The second scope I ever added to a rifle (the first being a 7/8” Bushnell which I put on my Ruger 10/22) was a Japanese made Bushnell Banner 3-9x-40mm 1” riflescope which was mounted on my CIL model 830 222 Remington bolt rifle. Without a doubt the scope was more accurate than the rifle was. Conversely, the Remington model 700 standard and varmint rifles mated with the improved quality of this next generation of glass gave the hunter, the target shooter, reloader etc. a thirst for that more accurate rifle in the late 60’s the 70’s and the 80’s and beyond. Word of mouth proved to be one of the best salesmen.
My favourite Model 700 is the Mountain rifle that was introduced in 1986. It’s a pencil barrelled, slenderized stocked rifle and weighs in at 6 ¾ lbs. The 700 Mountain rifle was available in 1988 in a short action in 243 Win, 7mm-08 Rem and 308 Win.
My own 700 Mountain rifle in 7mm Mauser had a Leupold 2.5x-8x scope and I recall once when I was at the range with a new Steyr Lux 308 Win bolt rifle with a Schmidt & Bender riflescope and the 700. I was sighting in the 308 with 180 gr factory and couldn’t get it to shoot a 4” group. I switched to 150gr and the group to 3”. Frustrated, I picked up the Remington and shot a 1” group. The Steyr was returned to its supplier and my 700, which was a 3rd the price of the Steyr combo went deer hunting.

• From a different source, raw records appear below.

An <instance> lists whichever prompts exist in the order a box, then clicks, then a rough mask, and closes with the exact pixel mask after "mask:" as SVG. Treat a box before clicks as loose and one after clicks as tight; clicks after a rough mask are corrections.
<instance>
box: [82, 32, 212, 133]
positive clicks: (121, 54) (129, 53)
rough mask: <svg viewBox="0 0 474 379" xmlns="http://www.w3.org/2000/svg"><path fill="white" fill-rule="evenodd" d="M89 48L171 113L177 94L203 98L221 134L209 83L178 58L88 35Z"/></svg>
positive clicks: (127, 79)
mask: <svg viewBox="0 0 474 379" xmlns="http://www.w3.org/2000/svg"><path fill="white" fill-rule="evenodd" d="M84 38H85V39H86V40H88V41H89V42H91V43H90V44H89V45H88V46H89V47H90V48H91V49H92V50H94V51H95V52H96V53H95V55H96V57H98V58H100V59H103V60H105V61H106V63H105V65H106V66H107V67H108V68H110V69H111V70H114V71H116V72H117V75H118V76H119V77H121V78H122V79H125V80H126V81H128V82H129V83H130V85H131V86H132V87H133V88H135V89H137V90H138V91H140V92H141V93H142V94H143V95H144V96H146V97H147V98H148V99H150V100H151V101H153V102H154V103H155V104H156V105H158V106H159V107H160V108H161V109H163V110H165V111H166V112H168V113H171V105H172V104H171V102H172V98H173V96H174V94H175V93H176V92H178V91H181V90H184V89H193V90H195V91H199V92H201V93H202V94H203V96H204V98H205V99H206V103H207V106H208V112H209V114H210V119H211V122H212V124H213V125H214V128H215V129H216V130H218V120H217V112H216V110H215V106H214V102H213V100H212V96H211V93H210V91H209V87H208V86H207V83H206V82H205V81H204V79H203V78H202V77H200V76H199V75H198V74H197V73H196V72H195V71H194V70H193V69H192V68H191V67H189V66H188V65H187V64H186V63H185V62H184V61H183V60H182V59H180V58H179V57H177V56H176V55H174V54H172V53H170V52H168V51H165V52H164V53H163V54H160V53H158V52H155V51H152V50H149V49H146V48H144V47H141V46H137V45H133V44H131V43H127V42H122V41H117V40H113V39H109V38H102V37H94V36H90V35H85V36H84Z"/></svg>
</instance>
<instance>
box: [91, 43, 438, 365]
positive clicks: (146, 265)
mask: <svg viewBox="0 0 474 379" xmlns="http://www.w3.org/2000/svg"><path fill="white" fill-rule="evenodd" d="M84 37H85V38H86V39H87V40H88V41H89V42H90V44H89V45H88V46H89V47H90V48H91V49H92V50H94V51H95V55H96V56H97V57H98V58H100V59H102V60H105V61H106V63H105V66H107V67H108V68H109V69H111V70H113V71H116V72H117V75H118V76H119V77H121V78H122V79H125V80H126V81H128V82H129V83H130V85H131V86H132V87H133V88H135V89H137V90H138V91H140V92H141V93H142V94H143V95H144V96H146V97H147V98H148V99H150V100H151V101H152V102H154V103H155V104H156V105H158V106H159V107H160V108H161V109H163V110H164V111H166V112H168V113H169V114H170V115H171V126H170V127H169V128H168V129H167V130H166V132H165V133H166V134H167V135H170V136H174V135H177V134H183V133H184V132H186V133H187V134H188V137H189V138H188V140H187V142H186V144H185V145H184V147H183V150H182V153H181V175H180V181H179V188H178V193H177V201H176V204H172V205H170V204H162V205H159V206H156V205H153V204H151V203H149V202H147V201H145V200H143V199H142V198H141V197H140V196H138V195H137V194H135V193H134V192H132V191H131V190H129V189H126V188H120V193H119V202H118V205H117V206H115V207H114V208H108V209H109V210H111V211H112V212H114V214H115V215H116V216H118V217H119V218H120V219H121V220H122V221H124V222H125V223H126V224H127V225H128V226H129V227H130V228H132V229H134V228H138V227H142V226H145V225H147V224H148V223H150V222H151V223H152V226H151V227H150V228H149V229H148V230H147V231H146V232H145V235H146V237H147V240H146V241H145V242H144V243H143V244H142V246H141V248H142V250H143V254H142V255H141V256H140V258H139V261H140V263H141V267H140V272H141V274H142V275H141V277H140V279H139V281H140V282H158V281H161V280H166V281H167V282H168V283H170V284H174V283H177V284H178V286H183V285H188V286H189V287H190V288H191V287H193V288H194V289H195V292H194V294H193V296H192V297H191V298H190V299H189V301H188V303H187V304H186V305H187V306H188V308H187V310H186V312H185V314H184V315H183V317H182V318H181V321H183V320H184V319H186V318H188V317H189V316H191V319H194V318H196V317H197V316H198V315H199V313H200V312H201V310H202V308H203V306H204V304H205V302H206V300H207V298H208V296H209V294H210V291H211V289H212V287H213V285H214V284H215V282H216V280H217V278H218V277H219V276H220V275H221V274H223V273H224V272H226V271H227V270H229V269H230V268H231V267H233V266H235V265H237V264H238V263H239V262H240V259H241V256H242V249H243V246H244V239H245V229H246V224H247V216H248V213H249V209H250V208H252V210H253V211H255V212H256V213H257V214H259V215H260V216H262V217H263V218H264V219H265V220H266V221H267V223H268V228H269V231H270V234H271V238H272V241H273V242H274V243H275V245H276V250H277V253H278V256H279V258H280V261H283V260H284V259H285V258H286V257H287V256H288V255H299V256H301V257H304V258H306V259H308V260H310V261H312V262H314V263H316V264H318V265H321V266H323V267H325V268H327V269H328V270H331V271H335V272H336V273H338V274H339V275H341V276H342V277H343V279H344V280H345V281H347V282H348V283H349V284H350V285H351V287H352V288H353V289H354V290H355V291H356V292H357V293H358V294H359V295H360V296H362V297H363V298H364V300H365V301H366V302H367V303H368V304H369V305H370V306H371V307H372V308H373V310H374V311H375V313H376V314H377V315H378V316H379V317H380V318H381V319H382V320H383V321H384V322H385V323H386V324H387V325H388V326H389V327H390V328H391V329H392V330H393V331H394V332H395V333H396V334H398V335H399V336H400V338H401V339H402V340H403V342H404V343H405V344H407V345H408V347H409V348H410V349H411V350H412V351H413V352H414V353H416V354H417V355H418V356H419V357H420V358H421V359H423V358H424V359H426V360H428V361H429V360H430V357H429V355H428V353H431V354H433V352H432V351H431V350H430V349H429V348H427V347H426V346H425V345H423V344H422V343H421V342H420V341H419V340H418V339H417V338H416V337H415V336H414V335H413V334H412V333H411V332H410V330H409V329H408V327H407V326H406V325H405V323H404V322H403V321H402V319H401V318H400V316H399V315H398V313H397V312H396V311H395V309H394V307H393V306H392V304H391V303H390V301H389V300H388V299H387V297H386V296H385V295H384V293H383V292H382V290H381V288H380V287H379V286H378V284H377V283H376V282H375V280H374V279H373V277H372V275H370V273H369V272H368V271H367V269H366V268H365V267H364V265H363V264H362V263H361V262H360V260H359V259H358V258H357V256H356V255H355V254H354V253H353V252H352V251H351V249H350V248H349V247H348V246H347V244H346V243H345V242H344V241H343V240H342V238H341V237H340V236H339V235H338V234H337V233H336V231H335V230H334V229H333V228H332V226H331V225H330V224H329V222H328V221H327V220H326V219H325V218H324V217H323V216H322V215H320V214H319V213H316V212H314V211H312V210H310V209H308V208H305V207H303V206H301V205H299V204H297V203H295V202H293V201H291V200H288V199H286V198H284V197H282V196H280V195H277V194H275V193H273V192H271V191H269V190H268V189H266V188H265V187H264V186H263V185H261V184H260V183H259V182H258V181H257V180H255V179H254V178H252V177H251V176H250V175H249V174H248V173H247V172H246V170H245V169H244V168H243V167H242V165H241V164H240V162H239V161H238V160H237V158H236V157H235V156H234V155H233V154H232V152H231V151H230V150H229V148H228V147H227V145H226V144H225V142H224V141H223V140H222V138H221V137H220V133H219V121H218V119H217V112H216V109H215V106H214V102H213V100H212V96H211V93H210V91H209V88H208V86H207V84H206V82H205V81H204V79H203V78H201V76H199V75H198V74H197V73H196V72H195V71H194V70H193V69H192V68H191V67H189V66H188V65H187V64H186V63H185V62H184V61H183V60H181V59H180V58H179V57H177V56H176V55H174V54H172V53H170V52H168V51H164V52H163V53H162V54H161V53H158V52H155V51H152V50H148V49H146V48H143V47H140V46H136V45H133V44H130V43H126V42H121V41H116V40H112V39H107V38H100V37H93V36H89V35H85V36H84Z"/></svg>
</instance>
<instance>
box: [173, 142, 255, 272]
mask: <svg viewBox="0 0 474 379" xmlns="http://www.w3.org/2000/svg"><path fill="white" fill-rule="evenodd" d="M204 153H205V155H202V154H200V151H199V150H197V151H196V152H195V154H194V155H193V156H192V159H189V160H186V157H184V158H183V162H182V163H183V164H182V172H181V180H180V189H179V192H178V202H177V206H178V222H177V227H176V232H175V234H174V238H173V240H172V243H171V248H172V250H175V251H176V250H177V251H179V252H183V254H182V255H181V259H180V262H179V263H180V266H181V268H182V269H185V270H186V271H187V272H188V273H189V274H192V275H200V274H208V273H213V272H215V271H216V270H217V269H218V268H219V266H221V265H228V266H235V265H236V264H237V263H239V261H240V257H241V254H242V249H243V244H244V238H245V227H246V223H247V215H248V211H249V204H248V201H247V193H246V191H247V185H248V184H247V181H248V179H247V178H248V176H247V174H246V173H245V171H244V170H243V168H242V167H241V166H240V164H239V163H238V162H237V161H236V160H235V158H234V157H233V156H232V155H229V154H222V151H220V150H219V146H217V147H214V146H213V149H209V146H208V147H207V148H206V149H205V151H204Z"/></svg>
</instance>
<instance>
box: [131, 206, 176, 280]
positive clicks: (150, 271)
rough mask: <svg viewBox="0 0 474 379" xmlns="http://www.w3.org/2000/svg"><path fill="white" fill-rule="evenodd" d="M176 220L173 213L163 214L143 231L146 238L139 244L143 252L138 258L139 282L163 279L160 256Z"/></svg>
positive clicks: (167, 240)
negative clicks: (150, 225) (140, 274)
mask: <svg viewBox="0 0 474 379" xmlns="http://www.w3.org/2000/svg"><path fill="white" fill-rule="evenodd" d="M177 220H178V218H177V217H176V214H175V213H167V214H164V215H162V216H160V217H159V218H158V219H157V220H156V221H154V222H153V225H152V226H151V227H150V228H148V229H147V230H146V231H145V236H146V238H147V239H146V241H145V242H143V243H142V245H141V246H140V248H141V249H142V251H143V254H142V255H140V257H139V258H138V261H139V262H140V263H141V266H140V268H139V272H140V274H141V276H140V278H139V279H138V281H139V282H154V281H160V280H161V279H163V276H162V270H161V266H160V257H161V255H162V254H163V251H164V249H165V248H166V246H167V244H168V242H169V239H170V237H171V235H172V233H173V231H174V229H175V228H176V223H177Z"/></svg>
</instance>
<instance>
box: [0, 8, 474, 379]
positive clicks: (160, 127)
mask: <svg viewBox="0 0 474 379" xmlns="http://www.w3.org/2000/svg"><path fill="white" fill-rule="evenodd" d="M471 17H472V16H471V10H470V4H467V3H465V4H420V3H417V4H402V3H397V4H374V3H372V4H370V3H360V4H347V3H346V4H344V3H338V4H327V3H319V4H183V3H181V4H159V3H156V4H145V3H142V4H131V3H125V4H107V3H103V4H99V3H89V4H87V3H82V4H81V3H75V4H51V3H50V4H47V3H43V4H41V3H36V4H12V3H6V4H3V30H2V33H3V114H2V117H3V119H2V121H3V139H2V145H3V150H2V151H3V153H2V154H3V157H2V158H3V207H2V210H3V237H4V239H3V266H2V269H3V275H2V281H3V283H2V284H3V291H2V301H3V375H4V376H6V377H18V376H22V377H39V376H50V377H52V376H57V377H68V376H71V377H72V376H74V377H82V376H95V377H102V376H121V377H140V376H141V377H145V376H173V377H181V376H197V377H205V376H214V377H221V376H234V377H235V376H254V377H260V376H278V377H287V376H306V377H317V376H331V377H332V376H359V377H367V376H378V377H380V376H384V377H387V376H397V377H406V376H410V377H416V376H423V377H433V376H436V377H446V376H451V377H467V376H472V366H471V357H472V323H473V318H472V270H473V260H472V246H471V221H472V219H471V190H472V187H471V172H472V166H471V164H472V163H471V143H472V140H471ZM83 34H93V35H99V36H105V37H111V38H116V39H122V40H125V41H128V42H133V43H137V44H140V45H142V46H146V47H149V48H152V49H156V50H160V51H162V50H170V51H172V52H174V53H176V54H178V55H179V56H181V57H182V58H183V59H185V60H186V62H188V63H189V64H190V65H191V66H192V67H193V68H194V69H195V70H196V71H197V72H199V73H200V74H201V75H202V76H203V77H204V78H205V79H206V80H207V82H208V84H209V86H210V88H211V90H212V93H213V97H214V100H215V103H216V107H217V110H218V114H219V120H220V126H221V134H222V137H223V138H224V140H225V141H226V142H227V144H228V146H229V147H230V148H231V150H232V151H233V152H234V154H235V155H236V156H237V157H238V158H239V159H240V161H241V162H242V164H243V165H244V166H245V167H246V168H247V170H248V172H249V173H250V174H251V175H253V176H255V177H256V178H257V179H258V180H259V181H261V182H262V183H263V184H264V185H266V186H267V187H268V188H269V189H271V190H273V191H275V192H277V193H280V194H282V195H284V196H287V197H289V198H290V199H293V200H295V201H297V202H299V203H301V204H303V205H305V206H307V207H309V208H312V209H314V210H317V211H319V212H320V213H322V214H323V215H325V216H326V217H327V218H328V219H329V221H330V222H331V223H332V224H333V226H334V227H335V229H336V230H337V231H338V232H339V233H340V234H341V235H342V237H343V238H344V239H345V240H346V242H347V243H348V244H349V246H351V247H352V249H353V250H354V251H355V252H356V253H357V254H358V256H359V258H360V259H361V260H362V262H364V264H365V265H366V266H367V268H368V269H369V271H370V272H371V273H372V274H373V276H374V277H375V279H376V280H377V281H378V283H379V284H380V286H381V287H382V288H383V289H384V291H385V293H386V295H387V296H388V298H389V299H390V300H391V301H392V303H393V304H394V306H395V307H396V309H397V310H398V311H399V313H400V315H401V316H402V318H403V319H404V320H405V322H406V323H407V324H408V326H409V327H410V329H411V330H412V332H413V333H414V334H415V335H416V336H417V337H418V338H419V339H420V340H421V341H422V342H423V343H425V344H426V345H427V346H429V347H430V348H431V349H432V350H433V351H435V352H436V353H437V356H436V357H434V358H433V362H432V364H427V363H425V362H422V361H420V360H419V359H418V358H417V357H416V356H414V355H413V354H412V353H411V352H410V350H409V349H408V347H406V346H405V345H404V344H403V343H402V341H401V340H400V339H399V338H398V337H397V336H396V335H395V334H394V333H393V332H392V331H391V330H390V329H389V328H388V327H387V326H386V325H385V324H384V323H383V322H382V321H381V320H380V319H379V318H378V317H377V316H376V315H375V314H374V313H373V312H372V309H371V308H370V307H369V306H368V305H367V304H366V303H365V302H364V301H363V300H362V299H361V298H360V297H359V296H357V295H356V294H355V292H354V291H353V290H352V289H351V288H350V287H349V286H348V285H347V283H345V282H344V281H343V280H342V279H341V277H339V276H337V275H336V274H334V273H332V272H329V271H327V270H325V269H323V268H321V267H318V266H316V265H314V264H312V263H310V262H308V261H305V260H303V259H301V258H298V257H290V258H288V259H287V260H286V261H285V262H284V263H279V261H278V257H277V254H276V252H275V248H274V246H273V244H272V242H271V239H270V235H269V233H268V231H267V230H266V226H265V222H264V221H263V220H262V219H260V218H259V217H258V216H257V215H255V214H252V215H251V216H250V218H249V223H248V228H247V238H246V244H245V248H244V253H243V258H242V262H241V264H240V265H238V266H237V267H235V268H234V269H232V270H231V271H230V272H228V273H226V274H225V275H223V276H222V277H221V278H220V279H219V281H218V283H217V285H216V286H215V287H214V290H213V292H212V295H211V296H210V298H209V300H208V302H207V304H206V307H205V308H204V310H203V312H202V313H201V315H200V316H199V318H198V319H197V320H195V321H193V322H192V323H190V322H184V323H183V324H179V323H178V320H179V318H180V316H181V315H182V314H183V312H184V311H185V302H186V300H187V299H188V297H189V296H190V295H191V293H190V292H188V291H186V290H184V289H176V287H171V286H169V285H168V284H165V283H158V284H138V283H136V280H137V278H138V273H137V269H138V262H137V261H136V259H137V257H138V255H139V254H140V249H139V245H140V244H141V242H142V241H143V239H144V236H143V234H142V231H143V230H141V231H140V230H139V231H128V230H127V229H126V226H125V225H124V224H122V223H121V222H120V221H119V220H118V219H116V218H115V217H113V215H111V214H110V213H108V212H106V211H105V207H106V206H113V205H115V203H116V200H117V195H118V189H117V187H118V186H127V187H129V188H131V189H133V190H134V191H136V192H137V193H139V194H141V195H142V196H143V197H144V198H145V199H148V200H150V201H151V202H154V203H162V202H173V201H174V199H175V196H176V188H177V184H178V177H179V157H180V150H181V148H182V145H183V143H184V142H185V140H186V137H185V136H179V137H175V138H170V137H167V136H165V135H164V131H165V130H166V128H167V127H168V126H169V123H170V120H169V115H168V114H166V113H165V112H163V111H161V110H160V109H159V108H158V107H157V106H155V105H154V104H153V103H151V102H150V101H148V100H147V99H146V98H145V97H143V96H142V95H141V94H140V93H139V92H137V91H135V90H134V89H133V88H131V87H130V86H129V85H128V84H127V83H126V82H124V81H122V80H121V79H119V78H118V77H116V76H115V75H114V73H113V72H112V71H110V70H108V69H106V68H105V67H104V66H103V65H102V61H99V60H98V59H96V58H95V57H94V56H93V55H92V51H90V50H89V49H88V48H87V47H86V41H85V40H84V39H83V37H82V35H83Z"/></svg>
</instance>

I consider the 60’s through to the 90’s to be the Golden Age of the Remington Model 700 with over 2 ½ million being produced. By far the largest production numbers of bolt action commercial rifles ever. In the Golden Age of the model 700 you would find them in hunt camps, bench rest matches, gun clubs, police stations, the Vietnam War and collectors vaults.
Right up to its restructuring, Remington still offered a range of 700s with the 2020 version, the 700 CDL (Classic Deluxe), being a beautiful firearm and definitely carrying its family’s genes. We’ll have to see what happens when Remington emerges this year or next. And just for the record, a 700 BDL sold in 1964 in Canada for $149.00. The 700 CDL is $1200.00 in 2020.